'Rocketman' Soars With Warts and All Elton John Story [Review]
After 2018's biopic Bohemian Rhapsody about Queen frontman Freddie Mercury, it seems that it's time for retrospectives looking into the lives and careers of some of the late 20th-century musical icons. Where Rhapsody was a super-sanitized and wildly fictionalized account of Mercury's career, Rocketman, starring Taron Egerton as the similarly unique Elton John, is a fantasy-laced full-bore musical that carries far more truth and energy than it's predecessor.
To be clear, Rocketman is a musical. In the midst of a scene of Elton in a full concert costume, he is addressing a rehab support group and his childhood self walks in and begins to pick up the underlying message of his life (using one of his songs as the basis), and it bursts into a full flashback sequence with full dance company on his childhood street. It uses a frame device of Elton talking though his life and his myriad additions and sins to the group, segueing into various scenes.
While this film is indeed well landed into a fever-dream type of fantasy world, the messages it's expressing doesn't shy away from the evils of the world.
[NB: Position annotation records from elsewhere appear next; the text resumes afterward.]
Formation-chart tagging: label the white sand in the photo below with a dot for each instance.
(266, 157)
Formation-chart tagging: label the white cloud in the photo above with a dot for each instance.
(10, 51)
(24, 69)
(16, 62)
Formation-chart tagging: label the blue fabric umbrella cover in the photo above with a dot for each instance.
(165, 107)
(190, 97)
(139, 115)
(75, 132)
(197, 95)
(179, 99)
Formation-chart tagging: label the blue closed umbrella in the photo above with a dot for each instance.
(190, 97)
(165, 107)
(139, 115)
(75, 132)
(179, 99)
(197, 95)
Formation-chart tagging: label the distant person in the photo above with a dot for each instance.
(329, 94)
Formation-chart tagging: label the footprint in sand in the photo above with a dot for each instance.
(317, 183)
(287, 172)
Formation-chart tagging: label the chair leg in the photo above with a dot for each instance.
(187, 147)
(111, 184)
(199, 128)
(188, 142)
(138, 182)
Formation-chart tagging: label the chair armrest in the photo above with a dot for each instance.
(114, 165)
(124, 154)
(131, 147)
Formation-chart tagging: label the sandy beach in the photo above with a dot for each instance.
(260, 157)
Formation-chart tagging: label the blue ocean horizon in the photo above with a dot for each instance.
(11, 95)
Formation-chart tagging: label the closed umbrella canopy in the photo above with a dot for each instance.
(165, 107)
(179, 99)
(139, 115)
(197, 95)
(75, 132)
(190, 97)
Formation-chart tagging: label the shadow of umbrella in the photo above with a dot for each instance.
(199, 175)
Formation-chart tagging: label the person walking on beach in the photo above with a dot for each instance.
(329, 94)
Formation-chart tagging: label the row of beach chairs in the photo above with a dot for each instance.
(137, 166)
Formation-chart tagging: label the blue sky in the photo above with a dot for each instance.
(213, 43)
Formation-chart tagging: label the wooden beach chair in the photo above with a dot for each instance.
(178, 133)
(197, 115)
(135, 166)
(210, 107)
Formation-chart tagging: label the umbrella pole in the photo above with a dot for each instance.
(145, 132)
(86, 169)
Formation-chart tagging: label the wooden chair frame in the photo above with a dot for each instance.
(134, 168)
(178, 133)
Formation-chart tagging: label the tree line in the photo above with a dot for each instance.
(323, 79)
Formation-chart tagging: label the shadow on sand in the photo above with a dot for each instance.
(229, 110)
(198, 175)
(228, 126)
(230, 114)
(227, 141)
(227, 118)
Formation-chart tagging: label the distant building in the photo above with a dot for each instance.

Be it from an agent / lover (played by Game of Thrones' Richard Madden) who makes no bones about the fact that he really couldn't care less if Elton lives or dies from drugs or the alcohol, he'll still be making his percentage, or from himself when he turns on BFF and songwriter extraordinaire, Bernie Taupin (played by Jamie Bell).
Egerton has an energy about him and his ability to do a more than solid turn on stage singing as Elton that keeps the film hopping. As with Elton's music, it's the kind of earworms that get into your head and stay with you to the point that you'll likely queue some up on iTunes as soon as you get to the car.
Rocketman is a solid, entertaining look at a performer that has endured for decades. It's also a better musical than La La Land.